Эрнст Саломон - Вне закона

На нашем сайте KnigaRead.com Вы можете абсолютно бесплатно читать книгу онлайн Эрнст Саломон, "Вне закона" бесплатно, без регистрации.
Перейти на страницу:

Мы были осуждены. И мы не понимали этого, так как в нас не было места для понимания, в нас даже не было напряжения, а только жуткое отвращение и страстное желание свежего воздуха. В длящемся сутками, гротескном судебном процессе мы в торжественном, украшенном портретами германских императоров зале видели одетых в поношенную, старомодную черную одежду мужчин, сидящих на украшенных золотыми коронами дубовых стульях, мужчин, которых окружал острый аромат мелкобуржуазности, и на их невыразительных, затхлых лицах, в покрасневших, водянистых глазах, блестели только искры холодной, насмешливой ненависти, ничего более. Мы слушали представителя государства, верховного имперского прокурора, который достиг власти, чести и уважения в прошедшие кайзеровские времена, и теперь, укутанный в пышную мантию, острым как нож голосом бросал в зал фразы, которые уплотнялись в мозгу так, что в нем не оставалось уже места для чего-то другого, кроме ледяной и гладкой логики параграфов. Мы видели, как в зал втискивается толпа одетых со спекулянтской элегантностью, украшенных бриллиантами женщин, которые только в возбуждающие моменты прекращали сосать свои шоколадные конфеты, которые вызывающе забрасывали одну на другую свои обтянутые шелковыми чулками ноги, и через лорнеты и театральные бинокли разглядывали подсудимых, о судьбе которых бросали жребий, наблюдали за ними, как наблюдают диких, прекрасных и интересных животных, сидящих за надежными решетками клетки. Мы видели за столом прессы тонких, бескостных юношей и благонравных обывателей в очках, и по их бормочущим лицам, когда они писали, можно было увидеть, какую патоку и слизь они должны были сообщать о вещах, которых они не понимали, своим верующим и презираемым ими самими читателям.

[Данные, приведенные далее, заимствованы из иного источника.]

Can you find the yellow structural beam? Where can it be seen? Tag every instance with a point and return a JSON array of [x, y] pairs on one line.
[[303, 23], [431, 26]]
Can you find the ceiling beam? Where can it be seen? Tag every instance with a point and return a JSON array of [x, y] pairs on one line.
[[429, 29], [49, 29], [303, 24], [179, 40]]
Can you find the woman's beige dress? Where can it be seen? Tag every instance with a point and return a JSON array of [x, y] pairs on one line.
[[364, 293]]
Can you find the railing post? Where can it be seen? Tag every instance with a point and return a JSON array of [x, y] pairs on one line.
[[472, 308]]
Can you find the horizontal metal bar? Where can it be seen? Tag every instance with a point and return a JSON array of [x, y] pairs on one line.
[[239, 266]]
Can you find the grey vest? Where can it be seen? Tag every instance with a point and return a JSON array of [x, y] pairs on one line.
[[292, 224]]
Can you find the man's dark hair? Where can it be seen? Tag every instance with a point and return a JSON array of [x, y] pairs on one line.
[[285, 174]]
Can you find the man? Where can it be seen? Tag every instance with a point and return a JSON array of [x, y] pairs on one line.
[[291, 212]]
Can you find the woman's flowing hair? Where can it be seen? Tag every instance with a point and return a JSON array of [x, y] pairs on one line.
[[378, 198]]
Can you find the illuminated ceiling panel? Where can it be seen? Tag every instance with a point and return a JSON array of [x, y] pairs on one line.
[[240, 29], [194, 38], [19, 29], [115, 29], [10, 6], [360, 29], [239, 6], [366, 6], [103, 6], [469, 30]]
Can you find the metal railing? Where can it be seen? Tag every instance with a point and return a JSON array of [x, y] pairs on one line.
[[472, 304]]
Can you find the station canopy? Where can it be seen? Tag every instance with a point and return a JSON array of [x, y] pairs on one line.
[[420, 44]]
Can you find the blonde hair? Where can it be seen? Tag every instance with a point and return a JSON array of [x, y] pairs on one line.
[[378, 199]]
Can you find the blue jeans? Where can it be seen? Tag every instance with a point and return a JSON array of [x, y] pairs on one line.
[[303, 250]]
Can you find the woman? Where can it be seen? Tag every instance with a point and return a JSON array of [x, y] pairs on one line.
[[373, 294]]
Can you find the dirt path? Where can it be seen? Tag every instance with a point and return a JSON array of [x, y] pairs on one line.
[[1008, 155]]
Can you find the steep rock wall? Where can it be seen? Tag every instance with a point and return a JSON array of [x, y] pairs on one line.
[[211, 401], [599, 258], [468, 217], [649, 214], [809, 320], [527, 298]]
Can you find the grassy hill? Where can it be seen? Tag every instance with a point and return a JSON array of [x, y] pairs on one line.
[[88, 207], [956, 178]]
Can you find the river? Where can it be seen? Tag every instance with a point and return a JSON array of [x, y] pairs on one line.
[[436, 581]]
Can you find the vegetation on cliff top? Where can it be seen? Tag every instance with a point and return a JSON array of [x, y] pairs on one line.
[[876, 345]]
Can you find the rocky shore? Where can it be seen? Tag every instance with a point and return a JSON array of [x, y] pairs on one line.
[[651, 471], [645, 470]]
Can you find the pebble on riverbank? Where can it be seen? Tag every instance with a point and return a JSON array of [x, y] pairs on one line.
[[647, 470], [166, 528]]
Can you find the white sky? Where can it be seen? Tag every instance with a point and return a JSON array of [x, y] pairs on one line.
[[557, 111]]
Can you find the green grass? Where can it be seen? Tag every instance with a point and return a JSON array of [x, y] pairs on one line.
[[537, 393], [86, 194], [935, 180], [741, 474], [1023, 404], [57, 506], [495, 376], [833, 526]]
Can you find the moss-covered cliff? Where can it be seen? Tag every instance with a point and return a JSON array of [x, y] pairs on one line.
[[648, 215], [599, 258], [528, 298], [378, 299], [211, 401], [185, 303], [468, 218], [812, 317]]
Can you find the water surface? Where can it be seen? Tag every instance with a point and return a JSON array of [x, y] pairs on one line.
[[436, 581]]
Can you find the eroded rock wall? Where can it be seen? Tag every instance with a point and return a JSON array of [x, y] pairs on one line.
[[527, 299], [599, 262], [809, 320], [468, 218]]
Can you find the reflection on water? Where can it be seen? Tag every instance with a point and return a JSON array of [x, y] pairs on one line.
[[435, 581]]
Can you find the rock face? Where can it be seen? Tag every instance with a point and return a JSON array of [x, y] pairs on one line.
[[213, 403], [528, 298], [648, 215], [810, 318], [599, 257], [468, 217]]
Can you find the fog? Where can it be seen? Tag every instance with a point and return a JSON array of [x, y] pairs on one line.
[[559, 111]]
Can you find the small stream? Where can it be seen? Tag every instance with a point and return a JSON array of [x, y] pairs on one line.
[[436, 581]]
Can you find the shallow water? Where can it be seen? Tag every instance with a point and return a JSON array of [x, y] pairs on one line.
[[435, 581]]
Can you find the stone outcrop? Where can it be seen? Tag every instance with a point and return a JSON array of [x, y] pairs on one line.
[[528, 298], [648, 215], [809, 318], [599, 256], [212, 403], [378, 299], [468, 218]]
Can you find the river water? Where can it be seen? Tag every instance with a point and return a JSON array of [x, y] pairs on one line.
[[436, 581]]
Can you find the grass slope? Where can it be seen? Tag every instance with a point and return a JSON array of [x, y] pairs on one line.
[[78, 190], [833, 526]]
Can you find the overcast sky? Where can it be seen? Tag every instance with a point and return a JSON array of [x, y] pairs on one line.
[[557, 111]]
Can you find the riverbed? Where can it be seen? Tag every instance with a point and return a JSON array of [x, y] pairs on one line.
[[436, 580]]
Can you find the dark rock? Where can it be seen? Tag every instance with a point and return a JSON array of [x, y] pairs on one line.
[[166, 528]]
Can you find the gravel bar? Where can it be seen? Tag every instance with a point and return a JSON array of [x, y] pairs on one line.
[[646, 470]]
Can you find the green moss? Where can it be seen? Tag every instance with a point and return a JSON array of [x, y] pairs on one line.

Мы видели свидетелей, выступавших в черном сюртуке и добросовестно завязанном галстуке, которые дрожащим от возбуждения голосом повторяли, запинаясь, текст присяги, с Господом Богом или без него, и с робкими взглядами искоса на скамью подсудимых формулировали свои показания, одним махом трижды противоречившие друг другу. Мы видели, как тяжело шагали вперед самоуверенные типы, которые обменивались понятливыми взглядами с заседателями и тщетно стремились громкостью и определенностью придать своим обвинениям видимость правды.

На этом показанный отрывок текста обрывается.